Anyway, Mr and Mrs Lennox were kind enough, even though they dunked me in a tin bath filled with scalding water in the kitchen and checked me over for lice before they‘d touch me. They left me at the doorway of the daunting brick building I was supposed to call my school. A cross-looking man came and hustled me off to a cavernous, draughty classroom.
It was there I realised my world was gone. I opened my mouth obediently to join in the rote learning, and the other children fell about laughing. They’d only heard flattened vowels and dropped aitches like those in comedy shows on the wireless. I hadn’t realised what it meant, until then, to be a Cockney.
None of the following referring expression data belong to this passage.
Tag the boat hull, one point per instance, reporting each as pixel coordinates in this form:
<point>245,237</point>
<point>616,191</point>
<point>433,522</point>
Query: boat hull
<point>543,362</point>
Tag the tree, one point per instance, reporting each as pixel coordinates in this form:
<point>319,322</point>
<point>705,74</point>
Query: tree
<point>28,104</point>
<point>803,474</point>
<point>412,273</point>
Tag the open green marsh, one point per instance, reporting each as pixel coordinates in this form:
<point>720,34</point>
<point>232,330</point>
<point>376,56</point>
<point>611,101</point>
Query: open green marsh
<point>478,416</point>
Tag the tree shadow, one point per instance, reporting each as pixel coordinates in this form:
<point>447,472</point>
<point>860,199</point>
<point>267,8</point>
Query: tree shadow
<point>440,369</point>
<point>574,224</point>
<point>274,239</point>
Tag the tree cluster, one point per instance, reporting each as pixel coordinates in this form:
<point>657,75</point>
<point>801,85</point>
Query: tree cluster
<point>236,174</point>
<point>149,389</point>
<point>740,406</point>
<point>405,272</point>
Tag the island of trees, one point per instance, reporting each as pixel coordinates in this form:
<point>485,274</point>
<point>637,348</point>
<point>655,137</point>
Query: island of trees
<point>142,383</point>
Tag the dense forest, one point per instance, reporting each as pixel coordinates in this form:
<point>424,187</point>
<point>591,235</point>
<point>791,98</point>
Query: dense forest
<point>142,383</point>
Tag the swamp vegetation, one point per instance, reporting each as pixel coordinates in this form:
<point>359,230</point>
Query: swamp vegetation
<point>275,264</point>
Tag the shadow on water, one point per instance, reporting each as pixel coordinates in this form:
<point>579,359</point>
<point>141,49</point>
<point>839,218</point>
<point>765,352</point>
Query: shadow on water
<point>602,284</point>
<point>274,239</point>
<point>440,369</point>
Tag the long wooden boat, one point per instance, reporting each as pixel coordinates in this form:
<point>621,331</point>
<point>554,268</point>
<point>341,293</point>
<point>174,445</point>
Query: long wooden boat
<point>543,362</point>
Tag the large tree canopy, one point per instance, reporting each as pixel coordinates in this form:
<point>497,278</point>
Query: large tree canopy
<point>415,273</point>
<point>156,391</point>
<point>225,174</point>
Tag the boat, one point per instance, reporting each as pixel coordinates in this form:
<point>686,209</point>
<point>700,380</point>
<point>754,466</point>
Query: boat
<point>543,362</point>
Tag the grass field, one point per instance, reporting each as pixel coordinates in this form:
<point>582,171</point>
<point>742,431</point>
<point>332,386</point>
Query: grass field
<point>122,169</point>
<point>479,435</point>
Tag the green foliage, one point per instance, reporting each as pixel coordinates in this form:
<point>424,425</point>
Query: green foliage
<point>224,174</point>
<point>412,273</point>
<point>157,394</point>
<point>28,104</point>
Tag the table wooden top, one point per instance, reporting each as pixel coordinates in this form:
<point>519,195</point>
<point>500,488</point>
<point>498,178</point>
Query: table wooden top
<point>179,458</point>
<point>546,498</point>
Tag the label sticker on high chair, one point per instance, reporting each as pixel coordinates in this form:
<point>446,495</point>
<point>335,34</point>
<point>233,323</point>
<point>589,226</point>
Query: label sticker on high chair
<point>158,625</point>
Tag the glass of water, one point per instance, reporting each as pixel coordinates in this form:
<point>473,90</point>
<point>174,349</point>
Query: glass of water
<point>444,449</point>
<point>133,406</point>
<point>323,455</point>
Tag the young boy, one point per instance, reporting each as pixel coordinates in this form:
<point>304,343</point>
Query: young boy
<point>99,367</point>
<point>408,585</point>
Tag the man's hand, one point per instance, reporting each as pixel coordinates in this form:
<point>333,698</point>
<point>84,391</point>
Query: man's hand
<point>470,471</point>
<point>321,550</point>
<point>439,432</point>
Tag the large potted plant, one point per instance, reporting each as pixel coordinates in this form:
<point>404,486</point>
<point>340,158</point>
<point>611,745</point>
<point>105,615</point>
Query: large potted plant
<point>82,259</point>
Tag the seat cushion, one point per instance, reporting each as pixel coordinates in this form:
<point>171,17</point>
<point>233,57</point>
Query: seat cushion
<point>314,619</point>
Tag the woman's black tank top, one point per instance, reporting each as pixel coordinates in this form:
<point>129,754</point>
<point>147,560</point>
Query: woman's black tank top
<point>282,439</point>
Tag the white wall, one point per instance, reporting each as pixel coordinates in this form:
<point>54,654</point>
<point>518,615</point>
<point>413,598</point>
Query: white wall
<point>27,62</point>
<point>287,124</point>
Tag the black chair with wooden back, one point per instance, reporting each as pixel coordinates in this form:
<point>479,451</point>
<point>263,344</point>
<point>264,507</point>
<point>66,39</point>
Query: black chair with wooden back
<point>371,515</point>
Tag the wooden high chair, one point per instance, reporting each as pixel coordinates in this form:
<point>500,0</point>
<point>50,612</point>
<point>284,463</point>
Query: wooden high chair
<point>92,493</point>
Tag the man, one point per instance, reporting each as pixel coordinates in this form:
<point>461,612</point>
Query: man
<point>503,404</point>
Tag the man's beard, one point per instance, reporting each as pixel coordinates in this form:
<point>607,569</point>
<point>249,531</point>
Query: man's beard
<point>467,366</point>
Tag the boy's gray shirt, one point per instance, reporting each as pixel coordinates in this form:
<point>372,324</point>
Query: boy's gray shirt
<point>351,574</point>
I’d always told people proudly I came from London Town, but from that day on I kept it a secret.
I got by that first day by mouthing the times tables we droned, and privately began practising until I had the accent off pat. Within a term, you couldn’t have told the difference. The only trouble was, when my mam and da came to collect me - the bombing hadn’t started after all, so lots of vaccies went back - they didn’t recognise me when I yelled to them out of the crowd. It near broke my heart.